To enable a gene search using old gene models (4, 28), we made connections between old gene models and SilkBase gene models 2017. Like we did for KEGG proteins, we made alignments of predicted proteins between old gene models and gene models 2017 and selected the best hit of each alignment.
Pre-processing of transcriptomic and epigenomic data
We collected transcriptomic and epigenomic data of silkworm-related projects from NCBI. For transcriptomes, we classified them into three categories, ‘DEG’ (differentially expressed genes), ‘Stage’ and ‘Tissue’. ‘DEG’ means the project is to identify differentially expressed genes in different experimental conditions. ‘Stage’ means the project is to observe gene expression at stages of different time points. Tissue means the project is to obtain expression profiling in different tissues. Following the standard RNA-seq analysis protocol (29), we mapped transcriptomic reads onto the reference genome by bowtie (30) and called Fragments per Kilobase Million (FKPM) by cuffnorm (31).

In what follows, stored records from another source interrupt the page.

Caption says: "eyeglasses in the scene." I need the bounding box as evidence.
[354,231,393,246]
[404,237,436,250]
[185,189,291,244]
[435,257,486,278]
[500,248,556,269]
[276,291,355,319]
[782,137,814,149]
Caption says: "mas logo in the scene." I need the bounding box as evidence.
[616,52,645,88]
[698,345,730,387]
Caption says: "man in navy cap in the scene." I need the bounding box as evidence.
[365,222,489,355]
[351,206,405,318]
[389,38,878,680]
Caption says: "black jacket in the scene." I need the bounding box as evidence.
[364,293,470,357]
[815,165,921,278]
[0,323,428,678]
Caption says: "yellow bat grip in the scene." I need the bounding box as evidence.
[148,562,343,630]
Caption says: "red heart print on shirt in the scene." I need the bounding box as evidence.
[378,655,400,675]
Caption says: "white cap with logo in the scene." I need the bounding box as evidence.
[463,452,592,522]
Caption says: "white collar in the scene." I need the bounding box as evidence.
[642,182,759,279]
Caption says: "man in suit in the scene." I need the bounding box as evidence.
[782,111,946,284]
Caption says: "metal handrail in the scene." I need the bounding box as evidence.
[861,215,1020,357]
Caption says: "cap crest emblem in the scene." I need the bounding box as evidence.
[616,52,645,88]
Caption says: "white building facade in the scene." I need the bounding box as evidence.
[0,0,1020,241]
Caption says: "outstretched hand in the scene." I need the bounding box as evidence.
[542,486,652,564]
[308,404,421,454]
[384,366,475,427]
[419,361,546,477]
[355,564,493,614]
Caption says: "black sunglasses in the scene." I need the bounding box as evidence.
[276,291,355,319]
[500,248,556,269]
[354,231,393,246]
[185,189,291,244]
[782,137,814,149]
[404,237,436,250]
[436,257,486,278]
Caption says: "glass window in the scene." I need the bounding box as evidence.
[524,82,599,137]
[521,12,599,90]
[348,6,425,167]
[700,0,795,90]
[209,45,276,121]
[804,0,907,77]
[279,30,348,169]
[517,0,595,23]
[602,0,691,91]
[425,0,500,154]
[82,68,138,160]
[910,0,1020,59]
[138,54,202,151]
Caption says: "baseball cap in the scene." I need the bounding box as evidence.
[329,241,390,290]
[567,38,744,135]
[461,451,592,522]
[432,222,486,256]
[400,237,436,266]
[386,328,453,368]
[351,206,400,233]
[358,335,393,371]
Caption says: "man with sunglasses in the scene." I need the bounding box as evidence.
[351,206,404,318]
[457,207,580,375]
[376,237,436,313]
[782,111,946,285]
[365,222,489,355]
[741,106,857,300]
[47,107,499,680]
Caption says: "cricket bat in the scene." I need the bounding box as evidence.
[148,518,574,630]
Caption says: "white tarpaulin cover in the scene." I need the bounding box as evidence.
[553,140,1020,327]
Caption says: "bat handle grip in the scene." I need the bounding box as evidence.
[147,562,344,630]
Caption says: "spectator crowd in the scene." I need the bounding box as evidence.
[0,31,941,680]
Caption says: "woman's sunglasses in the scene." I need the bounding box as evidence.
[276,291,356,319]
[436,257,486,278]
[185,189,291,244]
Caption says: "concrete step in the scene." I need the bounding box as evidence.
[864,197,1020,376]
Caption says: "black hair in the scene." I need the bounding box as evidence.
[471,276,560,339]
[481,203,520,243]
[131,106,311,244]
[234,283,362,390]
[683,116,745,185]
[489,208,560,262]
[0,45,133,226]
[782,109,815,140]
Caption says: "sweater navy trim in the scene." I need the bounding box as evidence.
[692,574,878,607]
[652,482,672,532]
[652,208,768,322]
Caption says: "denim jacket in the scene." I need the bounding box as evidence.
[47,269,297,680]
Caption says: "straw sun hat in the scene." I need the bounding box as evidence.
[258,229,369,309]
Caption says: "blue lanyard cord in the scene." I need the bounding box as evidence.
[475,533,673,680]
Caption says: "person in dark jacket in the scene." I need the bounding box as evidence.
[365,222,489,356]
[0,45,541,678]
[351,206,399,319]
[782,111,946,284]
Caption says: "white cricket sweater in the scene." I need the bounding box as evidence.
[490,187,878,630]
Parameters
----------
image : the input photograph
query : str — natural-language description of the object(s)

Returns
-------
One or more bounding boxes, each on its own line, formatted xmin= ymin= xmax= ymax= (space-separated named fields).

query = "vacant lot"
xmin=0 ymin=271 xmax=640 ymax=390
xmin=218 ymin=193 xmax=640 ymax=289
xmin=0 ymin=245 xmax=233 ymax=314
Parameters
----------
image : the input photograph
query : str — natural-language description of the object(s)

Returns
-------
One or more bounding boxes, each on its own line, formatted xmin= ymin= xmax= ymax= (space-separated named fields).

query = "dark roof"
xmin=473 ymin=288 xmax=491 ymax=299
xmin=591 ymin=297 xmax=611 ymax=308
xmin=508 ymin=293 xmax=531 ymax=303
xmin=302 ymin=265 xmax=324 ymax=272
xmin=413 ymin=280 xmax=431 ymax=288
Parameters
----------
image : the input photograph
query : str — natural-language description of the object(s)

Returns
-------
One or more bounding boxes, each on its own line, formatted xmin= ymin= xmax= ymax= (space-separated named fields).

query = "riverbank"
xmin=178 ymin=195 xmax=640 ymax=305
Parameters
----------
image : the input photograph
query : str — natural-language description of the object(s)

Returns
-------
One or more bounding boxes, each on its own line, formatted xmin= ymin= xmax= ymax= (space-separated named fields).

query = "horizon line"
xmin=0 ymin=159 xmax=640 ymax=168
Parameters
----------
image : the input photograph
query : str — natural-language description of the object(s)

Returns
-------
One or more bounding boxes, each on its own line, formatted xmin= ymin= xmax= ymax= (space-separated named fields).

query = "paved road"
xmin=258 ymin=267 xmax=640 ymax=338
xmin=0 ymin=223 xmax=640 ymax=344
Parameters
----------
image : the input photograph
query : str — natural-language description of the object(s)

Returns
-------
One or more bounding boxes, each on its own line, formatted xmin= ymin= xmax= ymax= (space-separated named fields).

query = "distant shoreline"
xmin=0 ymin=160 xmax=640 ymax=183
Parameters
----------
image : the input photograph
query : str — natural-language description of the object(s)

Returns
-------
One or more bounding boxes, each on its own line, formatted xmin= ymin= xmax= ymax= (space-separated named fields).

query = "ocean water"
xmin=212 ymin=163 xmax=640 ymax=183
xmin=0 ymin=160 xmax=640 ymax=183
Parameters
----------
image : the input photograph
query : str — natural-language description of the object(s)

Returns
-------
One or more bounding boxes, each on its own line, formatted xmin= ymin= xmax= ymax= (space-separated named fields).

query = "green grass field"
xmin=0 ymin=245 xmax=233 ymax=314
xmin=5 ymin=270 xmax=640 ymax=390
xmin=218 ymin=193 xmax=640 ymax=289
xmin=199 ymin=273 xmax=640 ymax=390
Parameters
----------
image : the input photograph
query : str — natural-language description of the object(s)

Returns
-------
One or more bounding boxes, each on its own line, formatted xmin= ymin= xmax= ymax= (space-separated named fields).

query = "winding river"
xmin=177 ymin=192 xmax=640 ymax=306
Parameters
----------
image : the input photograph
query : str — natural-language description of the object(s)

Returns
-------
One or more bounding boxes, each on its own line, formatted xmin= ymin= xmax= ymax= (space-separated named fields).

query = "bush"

For epigenomic data, according to experimental methodologies, we classified them into ChIP-Seq, Bisulfite-Seq and miRNA. ChIP-Seq stands for combining chromatin immunoprecipitation (ChIP) assays with next-generation sequencing. Bisulfite-Seq is the use of bisulfite treatment of DNA before routine sequencing to determine the pattern of methylation (32). Small RNA means small RNA sequencing. For ChIP-Seq data, we used Bowtie to align reads onto the reference genome and inspected signatures by MAC2 (33). We used Bismark (34) to pre-process Bisulfite-Seq data. We aligned small RNA reads onto the reference genome by Bowtie. Epigenomic analysis results are converted into bigWig format by the UCSC Genome tool bedGraphToBigWig for display in terminals.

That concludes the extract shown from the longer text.